Hacking is no longer just for masters of the dark arts of espionage. “Spyware” such as Flexispy, the modern stalker’s best friend, is available online for as little as $50 to any schmo smart enough to remember how to turn on a computer. Flexispy piously proclaims their product is intended to monitor kids and employees, but also coyly notes that, “There is nothing to stop this software being used by anyone, on anyone.”
The threats to your smartphone probably have your bosses panicked as well. Now that 70 percent of U.S. businesses have a “Bring Your Own Device” (BYOD) policy allowing employees to use their personal smartphones to access a company’s intranet, gaping holes can exist in a business’s network security. A company’s intellectual property, bank accounts and website are put at risk.

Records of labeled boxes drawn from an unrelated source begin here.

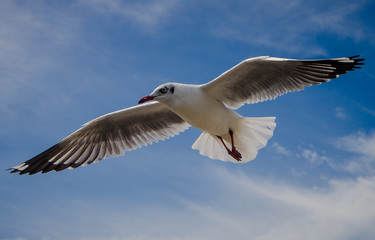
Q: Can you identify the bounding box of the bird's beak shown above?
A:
[138,95,155,104]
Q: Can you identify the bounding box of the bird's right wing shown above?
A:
[201,56,364,109]
[10,102,190,174]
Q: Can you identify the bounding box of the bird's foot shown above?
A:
[227,148,242,162]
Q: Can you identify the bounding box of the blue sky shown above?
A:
[0,0,375,240]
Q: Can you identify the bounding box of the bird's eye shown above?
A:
[159,87,168,94]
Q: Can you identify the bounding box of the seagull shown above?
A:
[9,55,365,175]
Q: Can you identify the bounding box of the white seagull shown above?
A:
[9,56,364,174]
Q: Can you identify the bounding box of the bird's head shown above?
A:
[138,83,176,103]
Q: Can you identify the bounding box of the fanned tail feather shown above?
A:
[192,117,276,163]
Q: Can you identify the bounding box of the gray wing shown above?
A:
[201,56,364,109]
[10,102,190,174]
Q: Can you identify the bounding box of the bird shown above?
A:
[8,55,365,175]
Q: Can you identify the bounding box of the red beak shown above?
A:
[138,95,155,104]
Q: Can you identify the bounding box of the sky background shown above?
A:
[0,0,375,240]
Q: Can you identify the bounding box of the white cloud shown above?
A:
[335,107,350,120]
[336,132,375,175]
[272,142,292,156]
[213,0,374,57]
[336,132,375,158]
[81,0,181,31]
[8,167,375,240]
[0,0,79,116]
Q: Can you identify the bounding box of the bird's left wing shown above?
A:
[201,56,364,109]
[10,102,190,174]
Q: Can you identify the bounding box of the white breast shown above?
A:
[167,85,241,136]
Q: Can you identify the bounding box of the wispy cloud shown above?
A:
[81,0,181,31]
[335,107,350,120]
[0,0,79,116]
[209,0,374,57]
[7,167,375,240]
[336,132,375,175]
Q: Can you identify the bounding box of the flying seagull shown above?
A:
[9,55,364,174]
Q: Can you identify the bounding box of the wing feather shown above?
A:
[10,102,189,174]
[201,56,364,109]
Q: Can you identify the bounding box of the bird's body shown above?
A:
[162,83,240,136]
[10,56,364,174]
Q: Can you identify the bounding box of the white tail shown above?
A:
[192,117,276,163]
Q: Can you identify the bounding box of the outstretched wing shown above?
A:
[10,102,190,174]
[201,56,364,109]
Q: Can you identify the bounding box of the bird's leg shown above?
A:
[229,129,242,161]
[217,130,242,161]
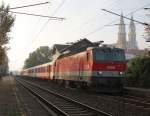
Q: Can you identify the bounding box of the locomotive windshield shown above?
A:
[93,48,125,61]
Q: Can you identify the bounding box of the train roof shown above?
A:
[24,62,53,71]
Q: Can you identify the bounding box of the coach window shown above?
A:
[87,52,90,61]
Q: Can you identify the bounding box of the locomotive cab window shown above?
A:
[86,52,90,61]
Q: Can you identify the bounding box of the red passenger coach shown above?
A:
[22,63,53,80]
[54,47,126,91]
[23,46,127,92]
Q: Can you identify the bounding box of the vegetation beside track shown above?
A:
[126,55,150,88]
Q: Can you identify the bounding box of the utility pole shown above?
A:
[144,8,150,42]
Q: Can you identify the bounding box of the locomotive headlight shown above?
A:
[98,71,103,75]
[119,72,123,75]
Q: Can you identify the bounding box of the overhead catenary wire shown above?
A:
[82,3,150,38]
[9,2,50,9]
[28,0,66,49]
[101,9,148,25]
[9,11,65,20]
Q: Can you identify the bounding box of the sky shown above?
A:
[0,0,150,70]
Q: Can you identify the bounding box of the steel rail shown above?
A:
[17,80,112,116]
[16,80,69,116]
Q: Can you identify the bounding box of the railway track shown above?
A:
[17,80,112,116]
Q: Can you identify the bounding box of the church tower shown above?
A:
[128,16,138,49]
[117,13,127,49]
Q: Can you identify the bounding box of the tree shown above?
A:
[127,56,150,88]
[23,46,52,69]
[0,2,15,65]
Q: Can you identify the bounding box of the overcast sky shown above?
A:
[3,0,150,70]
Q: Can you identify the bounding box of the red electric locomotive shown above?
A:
[23,46,126,92]
[53,47,126,92]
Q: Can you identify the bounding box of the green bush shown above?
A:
[127,56,150,88]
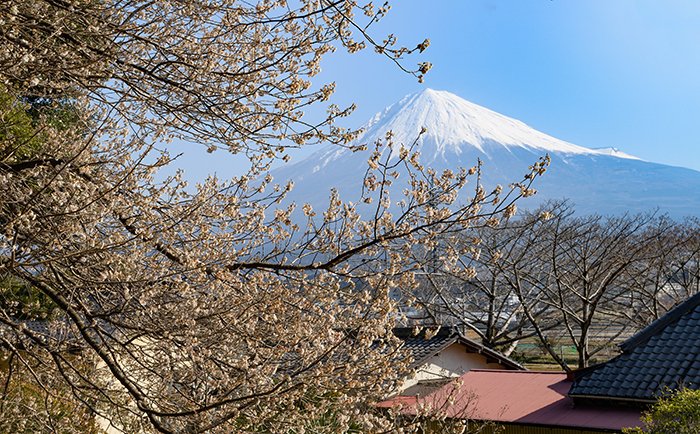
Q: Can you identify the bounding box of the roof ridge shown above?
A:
[470,368,566,375]
[620,292,700,353]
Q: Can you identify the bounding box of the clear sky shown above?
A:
[178,0,700,180]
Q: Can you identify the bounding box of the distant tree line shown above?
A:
[416,201,700,370]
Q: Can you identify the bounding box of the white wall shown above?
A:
[399,343,506,395]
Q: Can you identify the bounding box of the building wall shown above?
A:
[399,343,506,395]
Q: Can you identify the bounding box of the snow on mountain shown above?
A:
[273,89,700,217]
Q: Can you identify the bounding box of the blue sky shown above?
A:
[178,0,700,180]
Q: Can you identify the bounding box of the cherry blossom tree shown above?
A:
[0,0,547,432]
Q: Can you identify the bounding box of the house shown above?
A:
[569,293,700,405]
[379,294,700,434]
[394,327,525,396]
[378,369,641,434]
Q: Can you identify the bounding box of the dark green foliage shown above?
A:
[624,389,700,434]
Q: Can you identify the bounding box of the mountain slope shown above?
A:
[273,89,700,217]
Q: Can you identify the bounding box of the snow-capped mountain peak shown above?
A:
[273,89,700,217]
[326,89,635,162]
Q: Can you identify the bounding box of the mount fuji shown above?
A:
[272,89,700,218]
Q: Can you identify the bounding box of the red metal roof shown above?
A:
[379,369,641,430]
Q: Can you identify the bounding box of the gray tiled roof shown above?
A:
[569,293,700,401]
[394,327,525,370]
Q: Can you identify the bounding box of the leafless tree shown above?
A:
[0,0,547,432]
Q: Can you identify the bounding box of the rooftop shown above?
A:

Of course, a hacker can just literally steal your phone, too. Last year, 1.6 million Americans had their smartphones swiped, according to the group “Save Our Smartphones,” a coalition of law enforcement groups pushing phone makers to install a “kill switch” that makes devices unusable if stolen.
Plugging every security hole is impossible, but doing something is better than nothing. The guiding principle behind keeping your phone safe is simple: Don’t be an idiot. This means, keeping your phone concealed, protecting it with a password more complex than your birth date, not opening strange links written in gibberish or emails from foreign princes and installing antivirus software. Personally, I think banking or paying bills from your phone is insane, so avoid that, too.
Less obvious tips include turning off Wi-Fi or Bluetooth when they’re not in use and downloading several security apps to confuse hackers. Some good ones are WickR, Redphone, Orbot, and Gibberbot, all available for free. StrikeForce Technology’s MobileTrust protects what is typed into a smartphone from hackers and costs just $20.
Also, pay attention to your data usage and battery life. Money Crashers magazine editor David Bakke has first-hand experience on this front. “Apparently, my smartphone was hacked because I clicked on a malicious link sent via email,” Bakke says, “although I’m not 100 percent certain that’s how it happened. But I noticed my smartphone battery started to drain really fast, meanwhile, my data usage skyrocketed,” he says.